Tamaguchi gazed expressionlessly at the display and Tremaine’s frozen image, for several seconds. Then he glanced at the com officer again.

“Record for transmission, please, Commander,” he told him, and turned his head to face the pickup.

“Live mic, Sir.”

“This is Admiral Winslet Tamaguchi, Solarian League Navy,” the admiral said in wintry tones. “You apparently have a very high opinion of both yourself and your capabilities, Captain Tremaine. Unfortunately, I don’t share it. If you believe you have the capability to engage and destroy my force, I cordially invite you to make the attempt. Tamaguchi, clear.”

“Good recording, Sir,” Broadmoor said after a moment.

“Then send it.”

“Yes, Sir.”

Tamaguchi nodded and returned his attention to the display, waiting out the ten-minute communication loop.

* * *

“For a fellow who’s eager to fight, he’s running awfully hard,” Commander Francine Klusener, Scotty Tremaine’s chief of staff, observed dryly.

“Probably, unfortunately, because he’s not an idiot,” Tremaine replied, his expression thoughtful. “Even assuming he’s got the missiles they gave Filareta before he moved on Manticore, anyone with a clue would realize we’ve still got every advantage in missile combat. And if he’s heard about what happened in Saltash, he can’t possibly want to take on four times as many Manticoran missile platforms with only twice as many battlecruisers.”

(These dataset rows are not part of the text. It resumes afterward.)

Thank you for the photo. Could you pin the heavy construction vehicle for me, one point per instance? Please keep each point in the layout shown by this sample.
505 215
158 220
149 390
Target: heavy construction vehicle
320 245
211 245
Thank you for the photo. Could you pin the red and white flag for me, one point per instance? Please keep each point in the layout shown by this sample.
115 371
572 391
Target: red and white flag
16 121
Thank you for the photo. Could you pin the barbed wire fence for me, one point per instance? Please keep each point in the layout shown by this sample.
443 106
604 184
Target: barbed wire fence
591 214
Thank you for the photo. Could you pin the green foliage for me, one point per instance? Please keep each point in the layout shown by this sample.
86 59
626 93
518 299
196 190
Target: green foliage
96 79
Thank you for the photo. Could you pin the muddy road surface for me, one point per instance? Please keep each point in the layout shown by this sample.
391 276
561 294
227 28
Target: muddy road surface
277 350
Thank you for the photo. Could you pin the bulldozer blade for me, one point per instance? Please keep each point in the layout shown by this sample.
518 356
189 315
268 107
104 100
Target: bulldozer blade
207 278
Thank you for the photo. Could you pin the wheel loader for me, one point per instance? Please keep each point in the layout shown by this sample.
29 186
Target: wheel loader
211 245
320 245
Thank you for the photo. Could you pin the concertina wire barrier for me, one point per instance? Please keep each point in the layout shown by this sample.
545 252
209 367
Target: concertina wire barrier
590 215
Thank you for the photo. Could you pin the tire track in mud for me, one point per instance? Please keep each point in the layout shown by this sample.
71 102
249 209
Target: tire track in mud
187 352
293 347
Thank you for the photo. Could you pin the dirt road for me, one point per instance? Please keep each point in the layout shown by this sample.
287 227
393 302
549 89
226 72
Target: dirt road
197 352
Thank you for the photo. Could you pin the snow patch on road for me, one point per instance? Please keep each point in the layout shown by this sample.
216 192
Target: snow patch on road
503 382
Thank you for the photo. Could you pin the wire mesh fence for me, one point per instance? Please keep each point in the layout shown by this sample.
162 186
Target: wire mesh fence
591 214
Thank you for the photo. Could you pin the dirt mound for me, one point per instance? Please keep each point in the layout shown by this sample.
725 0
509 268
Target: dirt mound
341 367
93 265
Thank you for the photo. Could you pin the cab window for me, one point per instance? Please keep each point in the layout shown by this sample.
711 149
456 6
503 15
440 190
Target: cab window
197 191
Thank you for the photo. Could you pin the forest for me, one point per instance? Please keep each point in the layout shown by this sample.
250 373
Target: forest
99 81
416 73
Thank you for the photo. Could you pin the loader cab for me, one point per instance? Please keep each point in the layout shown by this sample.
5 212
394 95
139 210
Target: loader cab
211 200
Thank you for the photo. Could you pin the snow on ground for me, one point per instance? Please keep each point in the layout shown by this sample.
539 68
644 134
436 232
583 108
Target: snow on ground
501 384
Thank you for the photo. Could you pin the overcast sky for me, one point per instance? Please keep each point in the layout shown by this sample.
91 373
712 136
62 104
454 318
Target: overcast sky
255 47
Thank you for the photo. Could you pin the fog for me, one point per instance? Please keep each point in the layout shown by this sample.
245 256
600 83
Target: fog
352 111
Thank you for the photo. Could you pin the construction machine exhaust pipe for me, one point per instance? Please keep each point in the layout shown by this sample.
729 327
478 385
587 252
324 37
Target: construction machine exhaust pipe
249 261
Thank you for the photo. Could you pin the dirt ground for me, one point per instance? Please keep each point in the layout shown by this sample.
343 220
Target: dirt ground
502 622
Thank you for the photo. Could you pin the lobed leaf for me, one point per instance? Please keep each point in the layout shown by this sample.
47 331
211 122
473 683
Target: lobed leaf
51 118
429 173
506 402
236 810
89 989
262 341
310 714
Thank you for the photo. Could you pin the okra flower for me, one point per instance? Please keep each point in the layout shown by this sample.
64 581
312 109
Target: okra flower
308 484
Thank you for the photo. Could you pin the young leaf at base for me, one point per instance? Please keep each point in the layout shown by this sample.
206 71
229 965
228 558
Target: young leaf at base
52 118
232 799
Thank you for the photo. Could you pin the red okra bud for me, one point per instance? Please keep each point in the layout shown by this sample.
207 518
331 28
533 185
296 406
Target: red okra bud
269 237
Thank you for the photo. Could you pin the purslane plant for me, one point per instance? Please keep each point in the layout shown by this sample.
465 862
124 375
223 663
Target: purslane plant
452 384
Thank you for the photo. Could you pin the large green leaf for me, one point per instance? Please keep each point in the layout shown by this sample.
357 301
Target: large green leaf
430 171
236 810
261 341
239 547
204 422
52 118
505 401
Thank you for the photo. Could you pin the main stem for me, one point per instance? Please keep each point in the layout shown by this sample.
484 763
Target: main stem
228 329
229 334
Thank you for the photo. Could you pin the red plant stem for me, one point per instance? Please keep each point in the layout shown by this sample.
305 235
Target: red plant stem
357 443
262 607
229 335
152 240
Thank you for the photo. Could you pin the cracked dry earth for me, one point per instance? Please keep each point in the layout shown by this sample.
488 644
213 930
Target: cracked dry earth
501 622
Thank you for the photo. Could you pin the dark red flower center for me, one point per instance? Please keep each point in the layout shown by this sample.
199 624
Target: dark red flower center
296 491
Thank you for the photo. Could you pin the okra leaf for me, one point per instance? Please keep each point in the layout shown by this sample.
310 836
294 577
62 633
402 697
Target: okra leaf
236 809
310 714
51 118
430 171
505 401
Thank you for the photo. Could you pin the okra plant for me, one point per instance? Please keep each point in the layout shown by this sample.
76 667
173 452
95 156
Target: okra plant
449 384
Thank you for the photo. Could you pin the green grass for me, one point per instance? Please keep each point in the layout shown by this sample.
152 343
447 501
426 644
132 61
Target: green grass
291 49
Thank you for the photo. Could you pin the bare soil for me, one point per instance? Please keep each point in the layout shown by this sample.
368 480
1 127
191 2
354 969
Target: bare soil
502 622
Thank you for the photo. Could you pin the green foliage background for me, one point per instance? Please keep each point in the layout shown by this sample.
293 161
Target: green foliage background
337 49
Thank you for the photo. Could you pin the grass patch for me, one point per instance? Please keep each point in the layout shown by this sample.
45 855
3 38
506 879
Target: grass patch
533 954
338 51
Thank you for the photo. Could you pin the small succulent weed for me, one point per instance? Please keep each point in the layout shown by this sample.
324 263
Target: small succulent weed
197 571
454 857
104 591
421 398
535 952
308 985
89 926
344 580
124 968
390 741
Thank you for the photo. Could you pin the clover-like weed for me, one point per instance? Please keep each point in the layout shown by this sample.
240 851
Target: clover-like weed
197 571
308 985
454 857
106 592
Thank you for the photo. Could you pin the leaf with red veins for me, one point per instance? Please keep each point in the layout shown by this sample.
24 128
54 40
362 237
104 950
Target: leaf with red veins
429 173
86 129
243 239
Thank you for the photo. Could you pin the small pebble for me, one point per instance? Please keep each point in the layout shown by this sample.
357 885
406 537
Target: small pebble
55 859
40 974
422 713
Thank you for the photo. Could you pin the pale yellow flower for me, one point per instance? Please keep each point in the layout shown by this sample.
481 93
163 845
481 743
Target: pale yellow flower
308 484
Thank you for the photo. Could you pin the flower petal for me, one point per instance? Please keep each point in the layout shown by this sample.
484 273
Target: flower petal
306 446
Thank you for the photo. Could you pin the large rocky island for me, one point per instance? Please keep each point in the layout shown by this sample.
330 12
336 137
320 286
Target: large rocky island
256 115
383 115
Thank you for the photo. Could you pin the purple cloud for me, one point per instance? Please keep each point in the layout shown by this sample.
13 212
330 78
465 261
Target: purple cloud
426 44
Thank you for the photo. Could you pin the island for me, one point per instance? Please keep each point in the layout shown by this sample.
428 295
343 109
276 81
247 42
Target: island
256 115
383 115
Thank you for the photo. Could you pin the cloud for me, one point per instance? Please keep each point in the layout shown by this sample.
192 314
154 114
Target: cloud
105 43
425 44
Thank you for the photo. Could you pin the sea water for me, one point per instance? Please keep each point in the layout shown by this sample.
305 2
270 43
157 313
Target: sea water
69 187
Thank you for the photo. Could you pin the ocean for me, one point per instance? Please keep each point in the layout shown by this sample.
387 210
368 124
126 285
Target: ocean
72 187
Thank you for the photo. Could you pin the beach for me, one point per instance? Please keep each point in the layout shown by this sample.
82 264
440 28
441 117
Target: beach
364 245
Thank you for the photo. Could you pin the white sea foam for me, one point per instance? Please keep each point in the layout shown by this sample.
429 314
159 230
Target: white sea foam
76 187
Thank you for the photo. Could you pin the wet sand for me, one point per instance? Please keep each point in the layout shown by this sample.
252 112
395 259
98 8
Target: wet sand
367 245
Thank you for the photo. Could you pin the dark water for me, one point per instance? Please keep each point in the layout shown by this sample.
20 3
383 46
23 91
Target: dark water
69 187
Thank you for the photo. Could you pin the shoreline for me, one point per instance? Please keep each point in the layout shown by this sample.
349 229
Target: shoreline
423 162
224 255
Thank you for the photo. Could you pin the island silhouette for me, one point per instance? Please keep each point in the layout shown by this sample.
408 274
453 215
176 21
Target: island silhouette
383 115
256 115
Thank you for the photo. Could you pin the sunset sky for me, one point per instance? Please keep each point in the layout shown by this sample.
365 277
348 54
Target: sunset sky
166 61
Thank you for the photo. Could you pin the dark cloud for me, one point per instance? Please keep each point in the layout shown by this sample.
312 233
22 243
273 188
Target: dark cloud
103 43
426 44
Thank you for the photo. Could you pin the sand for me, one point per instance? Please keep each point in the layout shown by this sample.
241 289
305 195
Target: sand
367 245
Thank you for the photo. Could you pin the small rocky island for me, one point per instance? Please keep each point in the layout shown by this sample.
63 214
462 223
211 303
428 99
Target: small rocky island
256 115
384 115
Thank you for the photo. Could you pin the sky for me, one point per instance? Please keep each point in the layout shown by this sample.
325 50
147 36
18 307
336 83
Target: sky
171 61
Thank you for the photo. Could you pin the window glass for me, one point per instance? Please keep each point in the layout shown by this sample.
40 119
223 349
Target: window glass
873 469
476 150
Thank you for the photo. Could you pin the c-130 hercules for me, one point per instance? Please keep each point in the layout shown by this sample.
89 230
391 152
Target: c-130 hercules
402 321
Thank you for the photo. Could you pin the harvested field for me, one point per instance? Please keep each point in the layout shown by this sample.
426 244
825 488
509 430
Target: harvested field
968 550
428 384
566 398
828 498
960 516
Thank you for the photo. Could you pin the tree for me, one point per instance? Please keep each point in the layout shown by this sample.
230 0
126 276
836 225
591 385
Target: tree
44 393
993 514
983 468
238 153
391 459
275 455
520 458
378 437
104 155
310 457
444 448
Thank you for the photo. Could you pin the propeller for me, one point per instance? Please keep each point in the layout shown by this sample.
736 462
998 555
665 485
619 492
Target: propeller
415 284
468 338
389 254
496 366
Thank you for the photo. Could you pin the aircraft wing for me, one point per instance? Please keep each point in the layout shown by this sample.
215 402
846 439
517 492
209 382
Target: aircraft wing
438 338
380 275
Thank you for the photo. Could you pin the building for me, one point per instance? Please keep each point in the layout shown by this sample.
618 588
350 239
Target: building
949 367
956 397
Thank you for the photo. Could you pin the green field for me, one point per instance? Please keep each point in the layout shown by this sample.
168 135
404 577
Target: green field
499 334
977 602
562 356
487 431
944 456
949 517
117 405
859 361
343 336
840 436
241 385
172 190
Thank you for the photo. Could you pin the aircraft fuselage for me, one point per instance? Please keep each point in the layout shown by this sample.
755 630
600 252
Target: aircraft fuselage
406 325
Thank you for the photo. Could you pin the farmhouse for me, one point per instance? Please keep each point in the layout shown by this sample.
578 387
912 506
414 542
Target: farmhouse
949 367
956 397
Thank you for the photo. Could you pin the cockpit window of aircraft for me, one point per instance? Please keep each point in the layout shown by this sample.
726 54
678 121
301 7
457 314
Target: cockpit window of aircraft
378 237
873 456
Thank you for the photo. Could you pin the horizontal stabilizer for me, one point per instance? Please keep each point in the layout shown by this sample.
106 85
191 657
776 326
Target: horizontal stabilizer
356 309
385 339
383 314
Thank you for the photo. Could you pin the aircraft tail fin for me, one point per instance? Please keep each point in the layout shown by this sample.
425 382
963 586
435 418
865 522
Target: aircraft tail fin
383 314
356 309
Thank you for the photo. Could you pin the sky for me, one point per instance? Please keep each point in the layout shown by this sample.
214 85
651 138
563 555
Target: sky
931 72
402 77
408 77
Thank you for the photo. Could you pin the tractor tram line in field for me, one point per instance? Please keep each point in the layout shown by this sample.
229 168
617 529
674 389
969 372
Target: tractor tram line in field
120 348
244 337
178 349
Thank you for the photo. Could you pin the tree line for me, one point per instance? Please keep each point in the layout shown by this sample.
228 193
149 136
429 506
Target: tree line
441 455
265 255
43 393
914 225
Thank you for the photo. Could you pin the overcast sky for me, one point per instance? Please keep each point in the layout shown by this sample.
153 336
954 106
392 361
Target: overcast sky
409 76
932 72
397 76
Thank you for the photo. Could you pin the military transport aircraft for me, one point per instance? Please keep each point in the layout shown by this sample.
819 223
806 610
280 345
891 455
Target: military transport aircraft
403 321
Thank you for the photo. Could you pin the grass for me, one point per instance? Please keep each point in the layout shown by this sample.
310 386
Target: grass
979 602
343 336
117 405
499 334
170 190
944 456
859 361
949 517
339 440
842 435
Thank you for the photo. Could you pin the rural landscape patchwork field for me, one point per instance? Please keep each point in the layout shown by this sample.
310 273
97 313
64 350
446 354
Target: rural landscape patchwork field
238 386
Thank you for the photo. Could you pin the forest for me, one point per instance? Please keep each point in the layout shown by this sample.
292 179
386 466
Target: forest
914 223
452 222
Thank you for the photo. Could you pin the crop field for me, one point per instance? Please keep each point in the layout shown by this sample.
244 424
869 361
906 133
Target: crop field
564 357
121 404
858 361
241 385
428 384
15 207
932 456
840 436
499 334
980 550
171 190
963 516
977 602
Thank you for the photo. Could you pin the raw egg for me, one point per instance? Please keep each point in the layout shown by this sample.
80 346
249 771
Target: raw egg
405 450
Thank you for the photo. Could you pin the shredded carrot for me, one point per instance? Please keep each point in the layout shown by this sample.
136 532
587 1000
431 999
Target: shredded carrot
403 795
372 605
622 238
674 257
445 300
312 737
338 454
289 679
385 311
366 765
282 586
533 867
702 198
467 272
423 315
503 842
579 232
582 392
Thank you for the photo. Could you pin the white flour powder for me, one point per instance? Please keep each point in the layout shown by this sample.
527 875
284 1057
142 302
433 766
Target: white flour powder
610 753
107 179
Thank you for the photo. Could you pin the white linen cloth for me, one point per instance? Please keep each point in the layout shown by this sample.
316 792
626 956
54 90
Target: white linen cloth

He frowned for a moment, then looked at his intelligence officer.

“What, if anything, do we know about this fellow, Adelita?”

“Not a lot, Sir,” Lieutenant Adelita Salazar y Menéndez replied, looking up from the data search she’d just completed. “There’s a bare-bones bio entry in the ONI files, but very little beyond a list of commands he’s held. There is a note that he’s considered by the Sollies to be a determined sort of man. Apparently he’s been handed several sticky jobs here in the Verge and accomplished all of them. There’s also a note from SIS, not ONI, that he’s viewed as not especially bloodthirsty but perfectly willing to kill however many ‘neobarbs’ he has to to complete a mission.”

“So even if he’s willing to run, he’s not the sort of fellow who’d like to run,” Tremaine murmured, rubbing the tip of his nose thoughtfully. None of the other members of his staff noticed Sir Horace Harkness’ slight smile as he recognized who that mannerism had been acquired from.

“Sir, excuse me for pointing this out,” Klusener said, “but he’s got a lot of missile defense over there. Not as good as ours, but a lot. And Filareta had a god-awful number of pods riding his hulls. Tamaguchi may, too.”

“Oh, trust me, I’m well aware of that.” Tremaine smiled coldly. “And once the RDs get close enough, I definitely want a look at what he might be carrying externally. On the other hand, we’ve got a bit of missile defense of our own…and a lot more accurate birds. I have no intention of trading hit-for-hit with these people, Frannie. But I don’t think we have to, given what Horace, Adam and I have been thinking about since we got the intel reports about their new missiles. If they want to use all that range to shoot at us, they’ll be very disappointed in the number of hits they manage to score. The problem’s convincing them to let us get close enough to shoot at them.”